Trend 1: Endpoint Detection and Response rückt ins Rampenlicht
Erfolgreiche Cyberangriffe auf Unternehmen erfolgen in den seltensten Fällen „Knall auf Fall“, sondern sind das Resultat längerer und vor allem aufwendiger Vorbereitungen auf Seiten der Angreifer. Je besser das anzugreifende Netzwerk jedoch abgesichert ist, desto intensiver müssen Cyberkriminelle nach Schwachstellen suchen. Das bedeutet für sie, vorab geeignete Wege finden zu müssen, um in der Zielorganisation eine Basis für einen Angriff schaffen zu können. Insbesondere, wenn Advanced Persistent Threats und Zero-Day-Exploits ins Spiel kommen, stoßen jedoch klassische Sicherheitsprodukte an ihre Grenzen. Diese Gefahren können selten direkt, wie beispielsweise Malware, erkannt werden, verraten sich aber über ihre spätere Arbeitsweise im Netzwerk.

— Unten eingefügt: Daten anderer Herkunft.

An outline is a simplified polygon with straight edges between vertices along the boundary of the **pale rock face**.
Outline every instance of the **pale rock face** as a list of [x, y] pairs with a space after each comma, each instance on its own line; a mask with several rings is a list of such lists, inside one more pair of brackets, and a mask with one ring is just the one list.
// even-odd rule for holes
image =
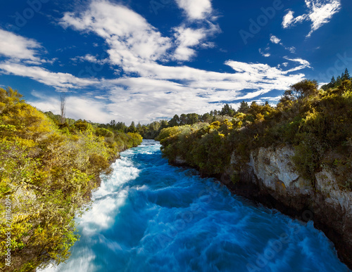
[[287, 146], [276, 150], [260, 148], [251, 153], [249, 164], [267, 188], [277, 190], [279, 185], [281, 191], [308, 195], [311, 189], [310, 183], [296, 172], [291, 161], [294, 155], [293, 149]]
[[325, 202], [339, 205], [343, 212], [352, 214], [352, 192], [341, 190], [335, 175], [326, 169], [317, 173], [315, 178], [317, 190], [326, 196]]

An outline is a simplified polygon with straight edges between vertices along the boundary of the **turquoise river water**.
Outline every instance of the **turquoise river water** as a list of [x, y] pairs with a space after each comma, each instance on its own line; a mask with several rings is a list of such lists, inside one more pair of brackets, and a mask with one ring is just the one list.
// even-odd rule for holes
[[113, 166], [76, 219], [71, 257], [45, 271], [350, 271], [312, 223], [168, 165], [158, 142], [144, 141]]

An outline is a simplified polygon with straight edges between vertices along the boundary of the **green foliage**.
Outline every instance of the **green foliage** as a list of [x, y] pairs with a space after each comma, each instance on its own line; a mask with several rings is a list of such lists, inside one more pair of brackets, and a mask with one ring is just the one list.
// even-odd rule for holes
[[[12, 204], [12, 269], [33, 271], [70, 256], [78, 239], [74, 216], [111, 171], [118, 153], [137, 146], [142, 136], [97, 127], [85, 120], [59, 124], [25, 103], [11, 89], [0, 89], [0, 212]], [[0, 224], [0, 258], [6, 230]], [[4, 263], [0, 264], [3, 268]]]
[[326, 163], [327, 153], [334, 152], [345, 162], [338, 165], [338, 176], [344, 181], [341, 186], [349, 188], [352, 84], [347, 74], [325, 90], [318, 89], [316, 81], [294, 84], [276, 108], [256, 102], [249, 106], [243, 101], [231, 122], [217, 121], [198, 129], [178, 127], [163, 130], [159, 137], [163, 153], [170, 161], [181, 158], [203, 173], [217, 174], [228, 165], [232, 152], [240, 168], [256, 148], [289, 145], [296, 150], [292, 159], [296, 169], [314, 186], [315, 174]]

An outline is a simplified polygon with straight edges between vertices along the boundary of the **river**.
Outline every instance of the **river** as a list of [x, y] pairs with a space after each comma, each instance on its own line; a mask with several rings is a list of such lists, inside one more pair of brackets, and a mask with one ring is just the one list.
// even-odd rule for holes
[[45, 271], [350, 271], [305, 224], [168, 164], [144, 140], [93, 193], [66, 264]]

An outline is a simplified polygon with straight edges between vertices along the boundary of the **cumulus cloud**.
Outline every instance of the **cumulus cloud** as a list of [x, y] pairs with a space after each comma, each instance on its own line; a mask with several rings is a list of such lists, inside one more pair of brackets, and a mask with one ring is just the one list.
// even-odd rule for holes
[[306, 20], [311, 22], [310, 31], [307, 37], [320, 28], [323, 25], [329, 22], [334, 14], [341, 9], [341, 0], [305, 0], [308, 8], [308, 13], [294, 17], [294, 12], [289, 11], [284, 16], [282, 27], [289, 28]]
[[276, 36], [274, 36], [273, 34], [270, 34], [270, 41], [272, 44], [279, 44], [280, 42], [281, 39], [277, 38]]
[[213, 11], [210, 0], [176, 0], [176, 3], [189, 20], [203, 20]]
[[80, 89], [99, 82], [97, 79], [78, 78], [71, 74], [53, 72], [39, 66], [27, 66], [11, 61], [0, 63], [0, 72], [3, 74], [29, 77], [58, 90]]
[[[208, 12], [201, 14], [204, 18]], [[68, 116], [103, 122], [115, 119], [126, 123], [132, 120], [147, 123], [160, 117], [172, 117], [175, 113], [208, 112], [229, 99], [255, 98], [272, 90], [286, 89], [304, 78], [303, 73], [293, 72], [309, 67], [309, 63], [298, 59], [287, 58], [294, 67], [286, 70], [233, 60], [224, 63], [232, 68], [232, 72], [168, 65], [170, 60], [190, 60], [197, 46], [214, 46], [206, 38], [218, 31], [218, 27], [208, 22], [206, 24], [194, 29], [184, 23], [174, 28], [170, 37], [163, 37], [128, 8], [106, 1], [93, 1], [85, 11], [65, 13], [61, 25], [102, 38], [107, 45], [107, 57], [103, 61], [108, 62], [117, 72], [123, 70], [121, 77], [84, 79], [33, 64], [10, 61], [0, 63], [0, 70], [30, 77], [59, 90], [94, 89], [94, 93], [84, 98], [70, 96], [69, 101], [73, 102]], [[35, 53], [33, 56], [35, 57]], [[95, 63], [99, 58], [87, 54], [76, 57], [75, 60]], [[249, 89], [251, 92], [244, 91]], [[56, 101], [45, 96], [32, 102], [43, 110], [54, 108], [53, 105], [57, 107]], [[92, 115], [87, 117], [88, 112]]]
[[27, 60], [40, 63], [37, 49], [41, 48], [42, 46], [34, 39], [0, 29], [0, 55], [13, 60]]
[[262, 49], [259, 48], [259, 53], [263, 57], [268, 58], [268, 57], [270, 57], [271, 56], [271, 54], [270, 53], [268, 53], [268, 50], [269, 50], [268, 48], [269, 48], [268, 47], [264, 51], [263, 51]]
[[177, 48], [173, 54], [174, 58], [177, 60], [189, 60], [196, 55], [196, 51], [192, 47], [198, 45], [205, 48], [214, 47], [213, 43], [203, 41], [206, 37], [213, 35], [220, 30], [217, 25], [210, 24], [209, 28], [199, 29], [182, 25], [175, 27], [174, 31], [177, 44]]

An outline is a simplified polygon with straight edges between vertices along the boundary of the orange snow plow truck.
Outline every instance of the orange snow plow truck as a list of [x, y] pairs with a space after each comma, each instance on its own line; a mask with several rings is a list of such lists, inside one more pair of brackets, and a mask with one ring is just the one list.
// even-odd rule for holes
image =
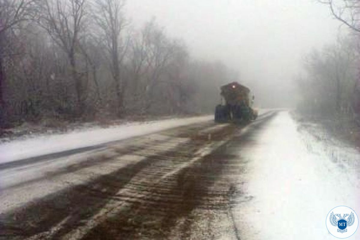
[[250, 89], [236, 82], [220, 89], [222, 104], [215, 108], [216, 122], [247, 123], [256, 118], [257, 111], [252, 108], [255, 97]]

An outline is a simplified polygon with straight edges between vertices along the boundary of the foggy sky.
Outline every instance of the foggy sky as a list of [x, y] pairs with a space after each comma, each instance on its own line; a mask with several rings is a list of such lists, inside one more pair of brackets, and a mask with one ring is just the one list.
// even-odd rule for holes
[[304, 55], [346, 31], [316, 0], [128, 0], [126, 9], [135, 26], [154, 17], [194, 57], [238, 71], [264, 105], [288, 102]]

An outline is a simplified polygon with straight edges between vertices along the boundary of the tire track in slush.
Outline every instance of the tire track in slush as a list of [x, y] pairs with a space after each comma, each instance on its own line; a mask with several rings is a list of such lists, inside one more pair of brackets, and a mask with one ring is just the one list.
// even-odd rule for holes
[[[244, 128], [248, 132], [273, 115], [259, 117]], [[0, 237], [165, 238], [179, 217], [195, 208], [228, 211], [229, 188], [212, 187], [238, 164], [227, 143], [244, 128], [213, 126], [165, 131], [161, 134], [171, 137], [172, 142], [135, 151], [132, 154], [140, 160], [126, 167], [3, 214]]]

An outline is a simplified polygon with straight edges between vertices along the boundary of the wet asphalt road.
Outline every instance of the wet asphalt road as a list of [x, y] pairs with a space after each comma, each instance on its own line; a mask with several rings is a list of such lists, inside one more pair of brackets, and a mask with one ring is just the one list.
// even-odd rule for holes
[[0, 166], [0, 239], [250, 239], [238, 216], [254, 198], [239, 150], [279, 114]]

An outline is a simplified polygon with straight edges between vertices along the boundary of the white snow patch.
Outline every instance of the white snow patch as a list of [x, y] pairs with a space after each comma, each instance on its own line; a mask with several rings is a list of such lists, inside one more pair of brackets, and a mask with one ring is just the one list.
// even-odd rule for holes
[[[360, 161], [358, 152], [334, 146], [340, 166], [329, 154], [331, 146], [297, 126], [281, 112], [240, 150], [249, 161], [245, 188], [251, 200], [233, 210], [244, 239], [333, 239], [325, 225], [329, 211], [344, 205], [360, 214], [358, 169], [351, 164]], [[360, 231], [348, 239], [360, 239]]]
[[4, 142], [0, 144], [0, 163], [123, 140], [210, 121], [213, 118], [211, 115], [132, 123], [106, 128], [99, 127]]

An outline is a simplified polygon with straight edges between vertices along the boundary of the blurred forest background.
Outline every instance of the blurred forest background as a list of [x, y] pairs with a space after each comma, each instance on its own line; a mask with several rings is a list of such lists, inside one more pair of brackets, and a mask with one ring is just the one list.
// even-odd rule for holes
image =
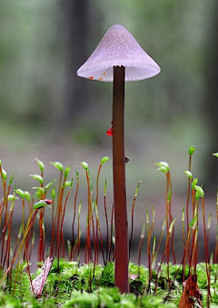
[[[86, 161], [94, 179], [101, 158], [112, 157], [105, 134], [112, 84], [79, 78], [76, 71], [107, 29], [121, 24], [162, 69], [126, 84], [129, 206], [139, 180], [138, 213], [144, 204], [164, 206], [165, 178], [154, 163], [166, 161], [181, 216], [193, 144], [193, 173], [215, 211], [217, 12], [217, 0], [0, 0], [0, 158], [15, 172], [17, 186], [34, 185], [28, 174], [38, 172], [35, 157], [45, 162], [50, 180], [50, 161], [77, 164], [81, 174]], [[112, 162], [103, 169], [102, 182], [106, 177], [111, 184]]]

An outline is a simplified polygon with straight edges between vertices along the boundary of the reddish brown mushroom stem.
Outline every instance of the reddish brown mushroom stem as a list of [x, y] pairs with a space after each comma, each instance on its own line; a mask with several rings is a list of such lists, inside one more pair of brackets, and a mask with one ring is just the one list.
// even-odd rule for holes
[[114, 66], [113, 88], [113, 175], [115, 223], [115, 286], [129, 292], [128, 221], [124, 155], [124, 66]]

Abhilfe schaffen Endpoint Detection and Response Lösungen wie ESET Inspect, die das Schutzniveau deutlich erhöhen und IT-Security-Verantwortlichen eine umfassende Innenansicht ihres Netzwerkes ermöglichen. Aber was bedeutet Detection und Response eigentlich in der Praxis? Zum einen soll damit der Endpoint geschützt werden („Detection“), auf dem die meisten Hacker-Aktivitäten stattfinden. Dort liegt ein Großteil der schutzwürdigen Daten vor bzw. werden am Gerät zum Beispiel Passwörter oder Bankdaten eingegeben. Zum anderen beschreibt „Response“, dass auf Anomalien sofort reagiert werden kann. Je nachdem kann das eine manuelle Reaktion eines IT-Sicherheitsexperten oder eine automatische, zuvor definierte Verhaltensweise sein.

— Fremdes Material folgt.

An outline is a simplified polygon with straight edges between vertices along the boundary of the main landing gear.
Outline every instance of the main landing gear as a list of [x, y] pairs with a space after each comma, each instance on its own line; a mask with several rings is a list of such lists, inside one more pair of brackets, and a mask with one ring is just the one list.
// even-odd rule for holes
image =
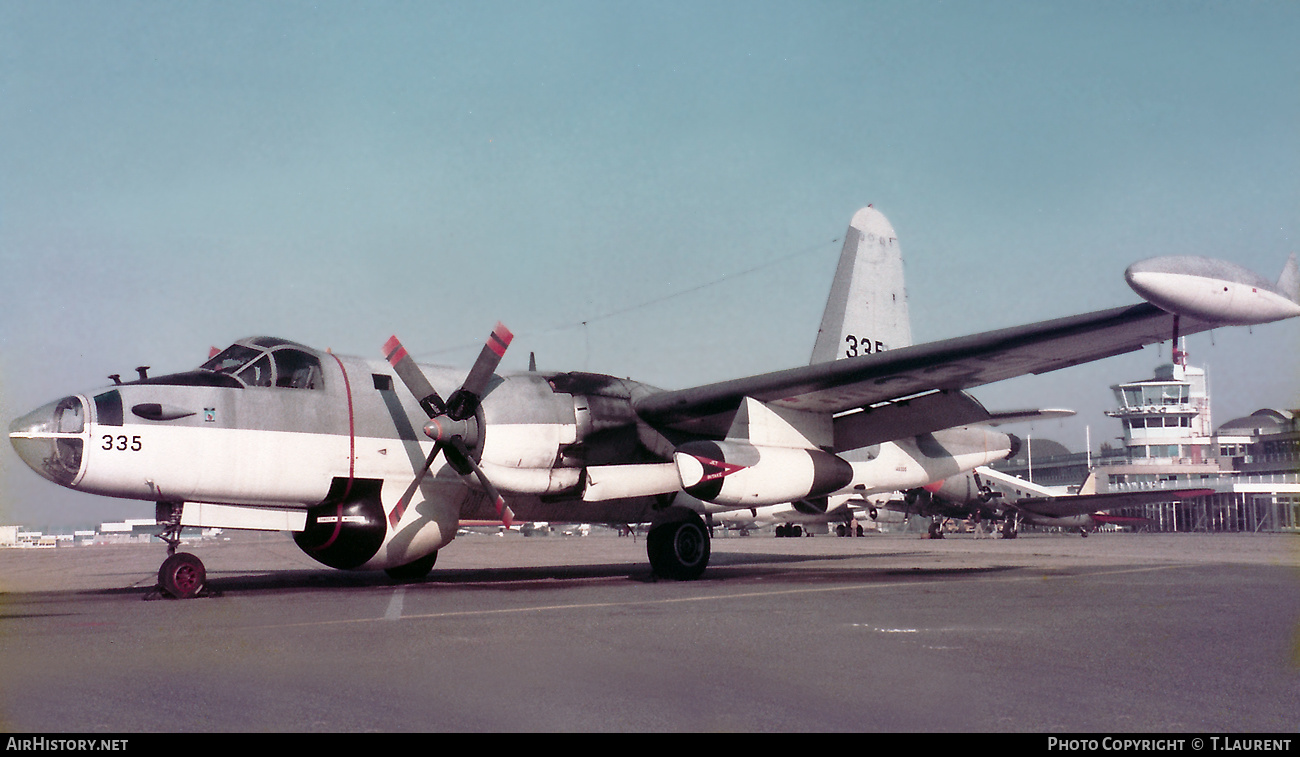
[[159, 568], [159, 583], [146, 598], [168, 597], [173, 600], [188, 600], [191, 597], [209, 597], [208, 571], [203, 567], [203, 561], [187, 551], [177, 551], [181, 544], [181, 509], [179, 503], [159, 502], [157, 522], [162, 527], [159, 538], [166, 542], [166, 559]]
[[650, 568], [656, 576], [689, 581], [708, 566], [708, 529], [693, 511], [680, 520], [660, 523], [646, 537]]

Und genau auf diese Veränderungen an Dateien, Protokollen und ausgeführten Diensten springen die EDR-Lösungen beinahe in Echtzeit an – und können sofort überprüft werden. Zudem bieten sie eine weitere wichtige Einsatzmöglichkeit: Anhand von EDR können nach einer Cyberattacke forensische Untersuchungen eingeleitet werden. Ähnlich einem Mordfall in bekannten Krimis werden möglichst viele Informationen gesammelt und „Alibis“, in diesen Fällen die ordnungsgemäßen Arbeitsweisen, überprüft. Administratoren erkennen dann zuverlässig, wie der Angriff ablief, welche Schwachstellen konkret ausgenutzt und welche Veränderungen im Netzwerk vorgenommen wurden. Dazu kann der Verantwortliche auf Informationen von Reputationssystemen zurückgreifen und/ oder anhand des MITRE ATT&CK Frameworks die Attacke nachvollziehen.

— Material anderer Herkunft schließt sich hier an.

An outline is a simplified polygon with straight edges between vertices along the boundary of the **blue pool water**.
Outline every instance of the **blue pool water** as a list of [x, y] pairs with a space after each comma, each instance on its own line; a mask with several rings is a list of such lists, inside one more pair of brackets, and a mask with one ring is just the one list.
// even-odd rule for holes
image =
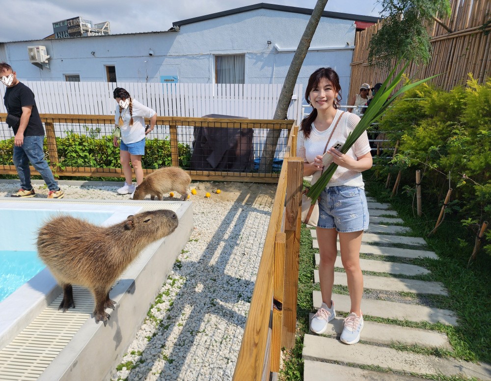
[[[0, 209], [0, 302], [44, 268], [37, 256], [39, 228], [59, 211]], [[110, 211], [63, 211], [63, 213], [100, 225]]]
[[0, 301], [44, 268], [36, 251], [0, 251]]

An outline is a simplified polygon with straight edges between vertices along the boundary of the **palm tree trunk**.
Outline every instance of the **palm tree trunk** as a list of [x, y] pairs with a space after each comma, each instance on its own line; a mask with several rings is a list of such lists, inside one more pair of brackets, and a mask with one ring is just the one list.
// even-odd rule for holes
[[[327, 3], [327, 0], [317, 0], [315, 7], [312, 12], [312, 16], [307, 23], [305, 30], [303, 32], [299, 46], [293, 56], [292, 63], [290, 65], [288, 72], [285, 78], [285, 82], [281, 88], [278, 104], [276, 105], [276, 110], [274, 111], [274, 119], [286, 119], [288, 107], [293, 95], [293, 90], [297, 82], [297, 79], [300, 72], [300, 68], [303, 63], [303, 60], [307, 55], [307, 52], [310, 47], [312, 38], [315, 33], [315, 30], [321, 20], [322, 12]], [[261, 161], [259, 163], [259, 172], [261, 173], [270, 173], [273, 167], [273, 159], [274, 157], [274, 152], [276, 151], [278, 139], [281, 134], [280, 130], [270, 129], [268, 130], [266, 135], [266, 142], [263, 149], [261, 156]]]

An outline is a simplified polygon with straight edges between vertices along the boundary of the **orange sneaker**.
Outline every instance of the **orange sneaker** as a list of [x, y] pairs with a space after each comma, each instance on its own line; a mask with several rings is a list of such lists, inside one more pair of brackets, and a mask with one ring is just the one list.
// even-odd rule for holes
[[15, 197], [18, 198], [28, 198], [34, 197], [36, 195], [36, 192], [34, 191], [34, 188], [30, 190], [26, 190], [25, 189], [21, 188], [17, 193], [13, 193], [10, 195], [10, 197]]
[[58, 188], [57, 190], [50, 190], [49, 193], [48, 193], [48, 198], [63, 198], [64, 195], [65, 194], [63, 193], [63, 190]]

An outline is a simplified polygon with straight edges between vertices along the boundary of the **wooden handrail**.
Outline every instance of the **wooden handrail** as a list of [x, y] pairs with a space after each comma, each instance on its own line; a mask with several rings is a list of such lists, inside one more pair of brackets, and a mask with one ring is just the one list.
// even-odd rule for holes
[[[297, 210], [298, 212], [300, 211], [301, 176], [303, 174], [303, 161], [290, 156], [290, 152], [293, 151], [292, 147], [296, 145], [296, 142], [292, 141], [293, 139], [296, 139], [296, 136], [294, 128], [292, 127], [288, 143], [290, 150], [287, 148], [280, 173], [250, 307], [234, 373], [234, 381], [269, 380], [270, 372], [277, 372], [279, 370], [280, 345], [278, 342], [280, 338], [282, 342], [284, 340], [282, 330], [284, 324], [282, 322], [282, 309], [278, 307], [283, 304], [282, 300], [285, 298], [284, 287], [286, 280], [284, 279], [284, 276], [289, 277], [290, 279], [296, 276], [294, 268], [292, 269], [293, 271], [286, 270], [286, 263], [287, 262], [291, 263], [292, 261], [295, 262], [296, 259], [294, 255], [291, 255], [293, 257], [289, 259], [287, 258], [288, 254], [288, 248], [285, 245], [287, 236], [284, 233], [285, 204], [289, 198], [290, 201], [287, 204], [290, 205], [288, 213], [290, 213], [292, 208], [295, 209], [294, 204], [296, 203]], [[301, 169], [299, 170], [299, 168]], [[299, 178], [295, 181], [294, 178], [297, 177]], [[290, 183], [290, 186], [288, 186], [288, 183]], [[294, 213], [292, 214], [295, 214]], [[292, 219], [297, 221], [297, 226], [295, 226], [295, 222], [292, 220]], [[300, 231], [300, 218], [295, 216], [289, 219], [289, 224], [287, 224], [287, 226], [290, 229], [294, 229], [293, 234], [296, 237], [297, 231]], [[300, 245], [296, 246], [292, 246], [290, 252], [298, 252], [296, 253], [298, 258]], [[296, 260], [298, 262], [298, 259]], [[284, 267], [282, 269], [278, 268], [282, 266], [281, 264], [283, 264]], [[296, 278], [298, 279], [298, 266], [296, 268]], [[296, 311], [296, 297], [295, 299], [295, 310]], [[273, 305], [276, 308], [272, 308]], [[291, 312], [293, 313], [293, 311]], [[296, 319], [296, 313], [295, 317]], [[270, 321], [273, 325], [271, 332], [269, 329]], [[267, 343], [270, 334], [271, 347], [268, 348]]]
[[[4, 122], [7, 114], [0, 113], [0, 121]], [[43, 123], [83, 123], [87, 120], [92, 123], [104, 123], [113, 124], [114, 115], [82, 115], [79, 114], [40, 114]], [[149, 119], [147, 119], [149, 120]], [[285, 120], [269, 119], [224, 119], [222, 118], [191, 118], [180, 116], [157, 116], [158, 125], [188, 126], [190, 127], [217, 127], [221, 128], [257, 128], [273, 130], [290, 130], [295, 121], [293, 119]]]

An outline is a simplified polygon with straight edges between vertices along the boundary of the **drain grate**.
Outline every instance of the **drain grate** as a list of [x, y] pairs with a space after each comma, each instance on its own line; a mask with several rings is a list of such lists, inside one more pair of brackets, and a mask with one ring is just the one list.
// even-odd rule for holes
[[0, 351], [0, 380], [37, 380], [90, 317], [94, 299], [87, 289], [73, 287], [76, 307], [58, 310], [59, 295], [6, 347]]

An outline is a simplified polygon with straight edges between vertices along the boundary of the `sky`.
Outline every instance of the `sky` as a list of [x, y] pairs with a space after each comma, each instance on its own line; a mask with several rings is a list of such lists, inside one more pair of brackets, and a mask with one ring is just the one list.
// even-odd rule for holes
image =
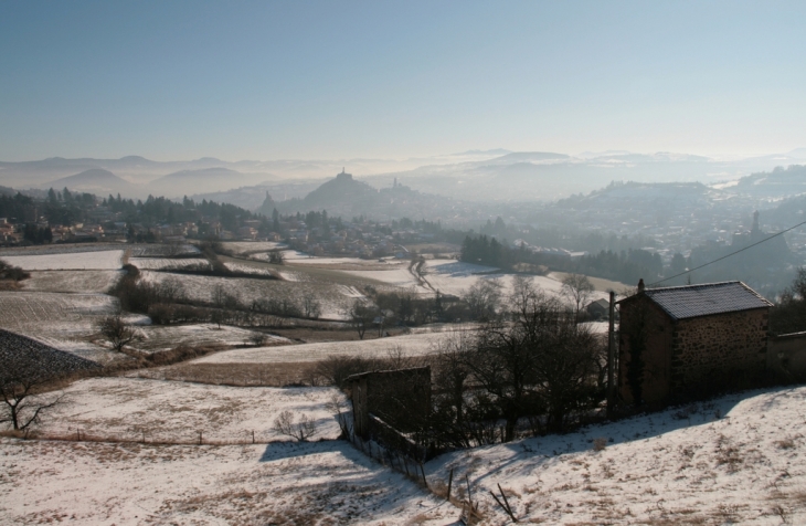
[[0, 160], [806, 146], [803, 1], [0, 2]]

Trend 2: Von EDR zu Zero Trust ist es nur ein kurzer Schritt
Hinter Zero Trust steht die Idee einer konzeptionellen Leitlinie für alle IT-Security-Maßnahmen, die auf Vorsicht und Skepsis beruht. Es handelt sich also nicht um eine Blaupause für ein IT-Sicherheitssystem oder eine technisch ausgefeilte Security-Lösung. Laut Forrester beruht die Prämisse von Zero Trust darauf, keiner Entität zu vertrauen, weder intern noch extern. Mit anderen Worten: „Vertraue nie, überprüfe immer“. Experten beschreiben Zero Trust als ein perimeterloses Modell. Dieses muss ständig aktualisiert werden, um Daten, Software und andere Anwendungen unabhängig von Nutzern, Standort oder Geräteart zu schützen. Ein wichtiger Bestandteil von Zero Trust ist dabei die kritische Sicht nach innen. Also, wer macht was und darf er das. Womit man dann wieder beim Thema EDR wäre.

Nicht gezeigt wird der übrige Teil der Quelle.